Imagen de un instante del juicio. - Foto: José Miguel Esparcia

La Sección Segunda de la Audiencia Provincial juzgó ayer a dos hermanos para los que la acusación particular pide cinco años de cárcel por estafar a un distribuidor de fruta de Tobarra, hechos que ambos negaron. 

En concreto, el primero de los acusados en declarar, J.M.G., manifestó que trabajó para la empresa familiar de su padre, junto a sus hermanos, pero dijo que en el momento de los hechos, en 2012, ya estaba desvinculada de la misma y que, simplemente, le pidió a su hermano que si le podía hacer unas facturas a nombre de su propia empresa, para justificar gastos y pagar menos a Hacienda, algo por lo que finalmente sufrió una inspección y fue sancionado. «Yo no me concerté con mi hermano para comprar fruta y no pagar su importe. Sólo pedí las facturas a mi hermano para desgravarme el IVA. Yo ni compré la fruta, ni la recibí».

Otro Hermano. A continuación declaró el otro acusado, M.A.G., que señaló que como le debía dinero al otro procesado, optó por pagarle a su hermano con facturas para que se las desgravara. «Fue una mala idea».

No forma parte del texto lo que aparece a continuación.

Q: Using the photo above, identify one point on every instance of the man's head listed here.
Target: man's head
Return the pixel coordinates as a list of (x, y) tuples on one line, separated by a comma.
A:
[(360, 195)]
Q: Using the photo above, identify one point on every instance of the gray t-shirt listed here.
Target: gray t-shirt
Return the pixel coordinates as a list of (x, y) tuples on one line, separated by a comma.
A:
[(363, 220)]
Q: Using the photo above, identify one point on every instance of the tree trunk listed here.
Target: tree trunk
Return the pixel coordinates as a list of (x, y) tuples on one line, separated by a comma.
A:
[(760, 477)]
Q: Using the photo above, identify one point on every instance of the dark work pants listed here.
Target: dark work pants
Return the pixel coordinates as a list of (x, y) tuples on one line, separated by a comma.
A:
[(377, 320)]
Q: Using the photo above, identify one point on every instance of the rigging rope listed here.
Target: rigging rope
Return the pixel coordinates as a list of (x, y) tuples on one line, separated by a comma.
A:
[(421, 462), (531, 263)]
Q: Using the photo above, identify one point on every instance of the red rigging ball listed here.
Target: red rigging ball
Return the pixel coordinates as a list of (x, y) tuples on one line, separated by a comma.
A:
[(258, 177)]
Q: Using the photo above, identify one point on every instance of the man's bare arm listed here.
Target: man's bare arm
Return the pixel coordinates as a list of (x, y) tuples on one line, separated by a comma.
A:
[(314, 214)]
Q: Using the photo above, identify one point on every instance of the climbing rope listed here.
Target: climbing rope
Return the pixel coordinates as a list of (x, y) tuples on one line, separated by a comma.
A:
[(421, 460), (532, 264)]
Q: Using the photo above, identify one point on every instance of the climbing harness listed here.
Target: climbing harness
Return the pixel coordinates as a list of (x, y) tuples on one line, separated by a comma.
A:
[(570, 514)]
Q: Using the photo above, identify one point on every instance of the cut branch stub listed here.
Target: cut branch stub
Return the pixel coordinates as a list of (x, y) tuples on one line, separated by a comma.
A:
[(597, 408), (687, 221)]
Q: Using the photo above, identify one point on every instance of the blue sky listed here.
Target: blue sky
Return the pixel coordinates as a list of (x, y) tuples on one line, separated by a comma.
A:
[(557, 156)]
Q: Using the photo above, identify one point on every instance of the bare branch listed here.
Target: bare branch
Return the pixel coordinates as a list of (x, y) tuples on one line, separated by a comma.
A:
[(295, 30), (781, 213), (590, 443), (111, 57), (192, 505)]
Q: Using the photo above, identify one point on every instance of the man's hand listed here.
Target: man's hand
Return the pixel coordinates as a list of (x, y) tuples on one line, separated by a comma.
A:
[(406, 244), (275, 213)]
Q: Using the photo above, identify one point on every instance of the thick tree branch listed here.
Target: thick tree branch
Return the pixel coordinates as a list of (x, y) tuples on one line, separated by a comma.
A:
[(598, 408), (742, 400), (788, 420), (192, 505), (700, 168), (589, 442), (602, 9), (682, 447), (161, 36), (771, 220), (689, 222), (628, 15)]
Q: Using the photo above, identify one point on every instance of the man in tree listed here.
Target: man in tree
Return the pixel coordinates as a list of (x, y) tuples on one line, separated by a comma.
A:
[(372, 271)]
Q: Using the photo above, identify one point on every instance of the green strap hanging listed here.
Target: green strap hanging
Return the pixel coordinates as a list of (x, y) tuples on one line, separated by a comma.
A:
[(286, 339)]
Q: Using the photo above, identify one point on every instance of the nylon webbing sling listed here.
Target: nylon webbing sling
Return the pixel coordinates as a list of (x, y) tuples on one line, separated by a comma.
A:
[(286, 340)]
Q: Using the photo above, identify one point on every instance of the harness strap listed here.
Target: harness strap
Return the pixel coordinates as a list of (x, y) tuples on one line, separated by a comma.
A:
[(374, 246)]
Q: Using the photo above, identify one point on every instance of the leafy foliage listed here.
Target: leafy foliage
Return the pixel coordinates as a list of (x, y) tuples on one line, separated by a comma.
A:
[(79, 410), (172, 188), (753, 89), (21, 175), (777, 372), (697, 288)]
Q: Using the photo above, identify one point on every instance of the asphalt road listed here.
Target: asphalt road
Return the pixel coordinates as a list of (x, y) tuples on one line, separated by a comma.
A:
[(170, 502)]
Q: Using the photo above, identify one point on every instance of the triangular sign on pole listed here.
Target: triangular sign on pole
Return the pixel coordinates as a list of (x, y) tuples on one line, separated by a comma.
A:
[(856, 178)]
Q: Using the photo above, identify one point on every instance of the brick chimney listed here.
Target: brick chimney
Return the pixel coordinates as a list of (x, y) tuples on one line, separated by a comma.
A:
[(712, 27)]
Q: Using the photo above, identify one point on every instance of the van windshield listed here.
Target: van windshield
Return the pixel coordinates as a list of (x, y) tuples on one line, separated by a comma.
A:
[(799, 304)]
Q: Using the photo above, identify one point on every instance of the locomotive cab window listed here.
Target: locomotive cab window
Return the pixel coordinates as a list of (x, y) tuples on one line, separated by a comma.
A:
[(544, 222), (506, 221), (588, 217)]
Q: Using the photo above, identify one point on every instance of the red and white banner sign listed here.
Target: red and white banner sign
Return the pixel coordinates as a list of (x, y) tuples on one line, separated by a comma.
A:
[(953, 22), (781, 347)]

 Sin embargo, dijo que en ningún momento tuvo intención de estafar al denunciante y que la prueba es que le pagó con regularidad durante 20 años y tras emitir los cheques impagados siguió comprando fruta pagando en efectivo, hasta que pudo hacerlo, puesto que fruto de la crisis, le acabaron quitando la casa y los bajos que tenía y se quedó sin nada. «Es mentira que yo tratara de engañar». «Yo en todo momento he querido pagar». De hecho explicó que incluso ofreció un vehículo al denunciante para saldar parte de la deuda.

En cuanto al otro acusado dijo que no tenía nada que ver con su empresa y que fue él y no su hermano el que compró la fruta y la comercializó. Algo que corroboró el propio denunciante, que también confirmó que cuando se quejó a M.A.G. de que no le había pagado los pagarés, llegó a un acuerdo con él para seguir vendiéndole fruta, pero pagándola ya en efectivo, mientras le devolvía la deuda poco a poco.  Sin embargo, cuando vio que cada vez le compraba menos y que acudía a otros distribuidores se sintió estafado.